The competition provides a streamlined process for testing submissions locally using a Docker container that mimics the runtime environment. To ensure your submission works correctly, you can test it locally using the competition's runtime repository. Since there are detailed instructions in the README, we'll just provide a concise guide here.

  1. Clone the runtime repo:

    git clone https://github.com/drivendataorg/literacy-screening-runtime.git
    
  2. Download the official competition Docker image:

    make pull
    
  3. Set up your data directory:

    • Download the smoke test data from the data download page
    • Extract this into your data/ directory for local testing with:
      tar xzvf smoke.tar.gz --strip-components=1 -C data/
      
    • In the local container, /code_execution/data is a mounted version of your local data/ folder. The official runtime replaces this with the actual test data.
  4. Prepare your submission:

    • Save all submission files (e.g., main.py, model weights) in the submission_src folder.
    • Create the submission.zip file with:
      make pack-submission
      
  5. Run your submission locally against the smoke test data:

    • Test your submission in the runtime container:
      make test-submission
      
    • This runs your main.py script in the container and generates submission.csv in the submission/ folder.
    • Use the logs saved in submission/log.txt to debug any errors. These logs will help you identify issues with your code or the runtime environment.

Make sure your code runs smoothly locally before submitting to the competition platform!

Step 8: Submit to the competition!

Now that we've saved out our model and written our main.py, this is what our submission_src directory looks like:

❯ tree submission_src
submission_src
├── assets
│   └── calibrated_model.joblib
└── main.py


Let's generate our submission zipfile with make pack-submission:

❯ make pack-submission
mkdir -p submission/
cd submission_src; zip -r ../submission/submission.zip ./*
  adding: assets/ (stored 0%)
  adding: assets/calibrated_model.joblib (deflated 65%)
  adding: main.py (deflated 52%)


Now we're ready to submit our submission.zip to the competition! We've got the option of submitting a normal submission or smoke test. Smoke tests run your submission against a small subset of the training data for faster debugging. These tests won’t count for prizes but are helpful for identifying errors. You should run a smoke test submission before a normal submission to ensure your code executes properly.
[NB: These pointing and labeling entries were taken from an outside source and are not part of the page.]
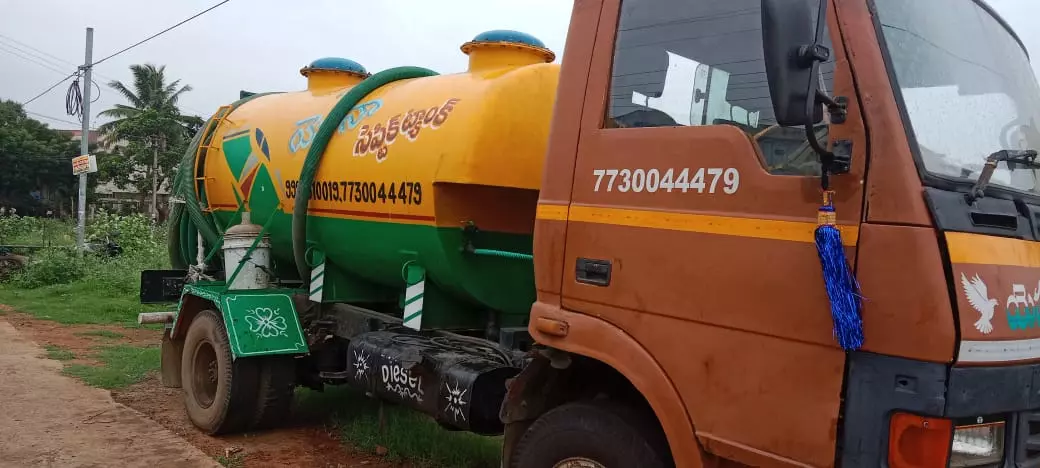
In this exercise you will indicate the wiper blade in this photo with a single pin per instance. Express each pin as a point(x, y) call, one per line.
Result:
point(1025, 158)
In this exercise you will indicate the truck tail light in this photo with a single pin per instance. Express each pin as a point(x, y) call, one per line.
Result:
point(918, 442)
point(978, 444)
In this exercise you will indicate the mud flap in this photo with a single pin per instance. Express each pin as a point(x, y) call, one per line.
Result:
point(170, 360)
point(259, 322)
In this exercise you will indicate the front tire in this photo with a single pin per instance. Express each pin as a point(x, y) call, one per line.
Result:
point(219, 392)
point(593, 435)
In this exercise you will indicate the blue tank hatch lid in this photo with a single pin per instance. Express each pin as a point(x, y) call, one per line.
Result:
point(507, 35)
point(335, 65)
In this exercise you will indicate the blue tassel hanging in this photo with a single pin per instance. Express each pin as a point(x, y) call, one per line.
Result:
point(841, 286)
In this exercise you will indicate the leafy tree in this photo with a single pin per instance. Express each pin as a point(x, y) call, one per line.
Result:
point(36, 164)
point(151, 126)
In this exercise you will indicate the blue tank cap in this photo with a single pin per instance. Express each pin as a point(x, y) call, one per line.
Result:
point(335, 65)
point(505, 35)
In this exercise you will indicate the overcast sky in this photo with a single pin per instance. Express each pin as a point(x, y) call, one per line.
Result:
point(261, 45)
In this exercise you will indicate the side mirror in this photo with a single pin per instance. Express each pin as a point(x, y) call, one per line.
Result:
point(793, 55)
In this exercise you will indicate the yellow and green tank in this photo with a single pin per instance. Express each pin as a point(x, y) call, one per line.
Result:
point(438, 172)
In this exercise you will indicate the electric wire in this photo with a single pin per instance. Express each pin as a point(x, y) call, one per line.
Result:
point(74, 100)
point(49, 58)
point(123, 50)
point(52, 118)
point(28, 57)
point(49, 88)
point(162, 31)
point(53, 58)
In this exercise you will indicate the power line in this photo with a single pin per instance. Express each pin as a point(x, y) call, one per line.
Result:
point(28, 57)
point(54, 57)
point(53, 119)
point(162, 31)
point(49, 88)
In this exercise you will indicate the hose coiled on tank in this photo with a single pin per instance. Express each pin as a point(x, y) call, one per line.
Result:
point(320, 141)
point(180, 242)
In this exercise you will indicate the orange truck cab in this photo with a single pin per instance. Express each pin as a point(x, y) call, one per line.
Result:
point(681, 310)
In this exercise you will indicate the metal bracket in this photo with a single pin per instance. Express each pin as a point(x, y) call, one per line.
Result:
point(842, 157)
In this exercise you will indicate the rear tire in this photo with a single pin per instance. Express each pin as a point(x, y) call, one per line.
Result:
point(275, 392)
point(219, 392)
point(593, 435)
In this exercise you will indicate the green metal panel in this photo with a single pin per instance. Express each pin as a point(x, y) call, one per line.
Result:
point(262, 322)
point(365, 259)
point(258, 322)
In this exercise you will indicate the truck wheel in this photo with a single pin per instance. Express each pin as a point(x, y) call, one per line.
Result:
point(219, 392)
point(276, 390)
point(592, 435)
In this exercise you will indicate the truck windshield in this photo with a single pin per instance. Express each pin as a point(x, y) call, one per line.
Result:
point(966, 85)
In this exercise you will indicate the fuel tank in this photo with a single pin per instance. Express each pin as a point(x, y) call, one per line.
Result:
point(440, 173)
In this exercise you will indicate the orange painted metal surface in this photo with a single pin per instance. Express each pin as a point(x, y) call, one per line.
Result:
point(997, 284)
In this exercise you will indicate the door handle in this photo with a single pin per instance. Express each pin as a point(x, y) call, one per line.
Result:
point(596, 273)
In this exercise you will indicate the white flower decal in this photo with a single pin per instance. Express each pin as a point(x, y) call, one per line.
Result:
point(265, 322)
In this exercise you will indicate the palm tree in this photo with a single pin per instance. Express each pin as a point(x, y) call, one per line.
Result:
point(152, 120)
point(152, 101)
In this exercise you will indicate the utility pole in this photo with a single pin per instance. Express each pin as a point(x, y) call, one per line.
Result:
point(84, 141)
point(155, 180)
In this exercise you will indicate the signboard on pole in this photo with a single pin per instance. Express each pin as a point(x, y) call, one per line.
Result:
point(84, 164)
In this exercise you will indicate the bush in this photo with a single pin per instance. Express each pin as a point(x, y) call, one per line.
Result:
point(50, 266)
point(133, 232)
point(144, 248)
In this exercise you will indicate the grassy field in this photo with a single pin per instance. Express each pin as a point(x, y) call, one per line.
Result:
point(406, 434)
point(81, 291)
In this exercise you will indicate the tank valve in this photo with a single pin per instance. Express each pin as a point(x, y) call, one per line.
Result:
point(238, 250)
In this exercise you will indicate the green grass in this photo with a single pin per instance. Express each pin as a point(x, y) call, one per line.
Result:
point(122, 366)
point(58, 354)
point(235, 461)
point(103, 334)
point(407, 434)
point(76, 304)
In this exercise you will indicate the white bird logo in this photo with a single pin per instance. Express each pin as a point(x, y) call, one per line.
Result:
point(980, 300)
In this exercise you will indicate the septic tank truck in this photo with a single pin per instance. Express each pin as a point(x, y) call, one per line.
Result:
point(722, 233)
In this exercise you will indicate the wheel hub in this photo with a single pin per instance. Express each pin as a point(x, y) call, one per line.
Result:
point(205, 374)
point(578, 462)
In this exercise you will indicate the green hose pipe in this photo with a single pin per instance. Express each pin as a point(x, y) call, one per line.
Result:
point(501, 254)
point(321, 138)
point(178, 245)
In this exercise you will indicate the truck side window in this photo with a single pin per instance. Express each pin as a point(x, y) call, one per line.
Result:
point(683, 62)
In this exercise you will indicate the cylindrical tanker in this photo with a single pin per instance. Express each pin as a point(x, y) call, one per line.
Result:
point(440, 173)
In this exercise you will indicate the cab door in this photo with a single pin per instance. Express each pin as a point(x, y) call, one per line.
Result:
point(692, 217)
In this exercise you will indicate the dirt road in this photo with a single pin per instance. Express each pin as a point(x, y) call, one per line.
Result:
point(50, 420)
Screenshot of the competition submission page showing the options of a normal submission or a smoke test submission.

Benchmark submission score

Our benchmark model achieved a log loss of 0.6063 and an AUROC of 0.7327. While there’s room for improvement, these results demonstrate the model’s potential for automating literacy task scoring and provide a strong foundation for further refinement.

Conclusion

This notebook provides a foundational pipeline for building a machine learning model for the Goodnight Moon, Hello Early Literacy Screening Challenge. It demonstrates how to preprocess the dataset, extract meaningful features, and train a benchmark model. While this is a strong starting point, there are many opportunities to improve performance by experimenting with advanced feature engineering, alternative model architectures, and optimized hyperparameters.

This challenge represents an exciting opportunity to make a tangible impact on early childhood education by helping automate and improve literacy assessments. We encourage you to iterate on this approach, explore innovative ideas, and push the boundaries of what machine learning can achieve in this domain.

If you want to share any of your findings or have questions, feel free to post on the community forum.

Good luck, and we’re excited to see how your models contribute to improving literacy outcomes!